Here are some of my thoughts to help other people to think about these
differences. (correct me if those technique details are not right.)

1. One set of API or not? May be not that important.

First of all, AlgoOperators and Pipeline / Transformer / Estimator in
Proposal 2 are absolutely *NOT* independent.

One may think they are independent, because they see Pipeline / Transformer
/ Estimator are already in Flink ML Lib and AlgoOperators are lately added
in this proposal. But that's not true. If you check Alink[1] where the idea
of Proposal 2 originated, both of them have been presented long ago, and
they collaborate tightly.

In the aspects of functionalities, they are also not independent. Their
relation is more like a two-level API to specify ML tasks: AlgoOperators is
a general-purpose level to represent any ML algorithms, while Pipeline /
Transformer / Estimator provides a higher-level API which enables wrapping
multiple ML algorithms together in a fit-transform way.

One could consider Flink DataStream - Table as an analogy to AlgoOperators
- Pipeline. The two-level APIs provides different functionalities to end
users, and the higher-level API will call lower-level of API in internal
implementation. I'm not saying the two-level API design in Proposal 2 is
good because Flink already did this. I just hope to help community people
to understand the relation between AlgoOperators and Pipeline.

An additional usage and benefit of Pipeline API is that SISO PipelineModel
corresponds to a deployable unit for online serving exactly.
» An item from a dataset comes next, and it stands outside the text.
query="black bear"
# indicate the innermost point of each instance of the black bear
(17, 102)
In online serving, Flink runtime are usually avoided to achieve low
latency. So models have to be wrapped for transmission from Flink ecosystem
to a non-Flink one. Here is the place where the wrapping is really needed
and inevitable, because the serving service providers are usually expected
to be general to one type of models. Pipeline API in Proposal 2 target to
this scene exactly without complicated APIs.

Yet, for offline or nearline inference, they can be completed in Flink
ecosystem. That's where Flink ML Lib still exists, so a loose wrapping
using AlgoOperators in Proposal 2 still works with not much overhead.

At the same time, these two levels of APIs are not redundant in their
functionalities, they have to collaborate to build ML tasks.

AlgoOperator API is self-consistent and self-complete in constructing ML
tasks, but if users are seeking to wrap a sequence of subtasks, especially
for online serving, Pipeline / Transformer / Estimator API is inevitable.
On the other side, Pipeline / Transformer / Estimator API lacks
completeness, even for the extended version plus Graph API in Proposal 1
(last case in [4]), so it cannot replace AlgoOperator API.

One case of their collaboration lies in my response to Mingliang's
recommendation scenarios, where AlgoOperators + Pipeline can provide
cleaner usage than Graph API.

2. What is core semantics of Pipeline / Transformer / Estimator?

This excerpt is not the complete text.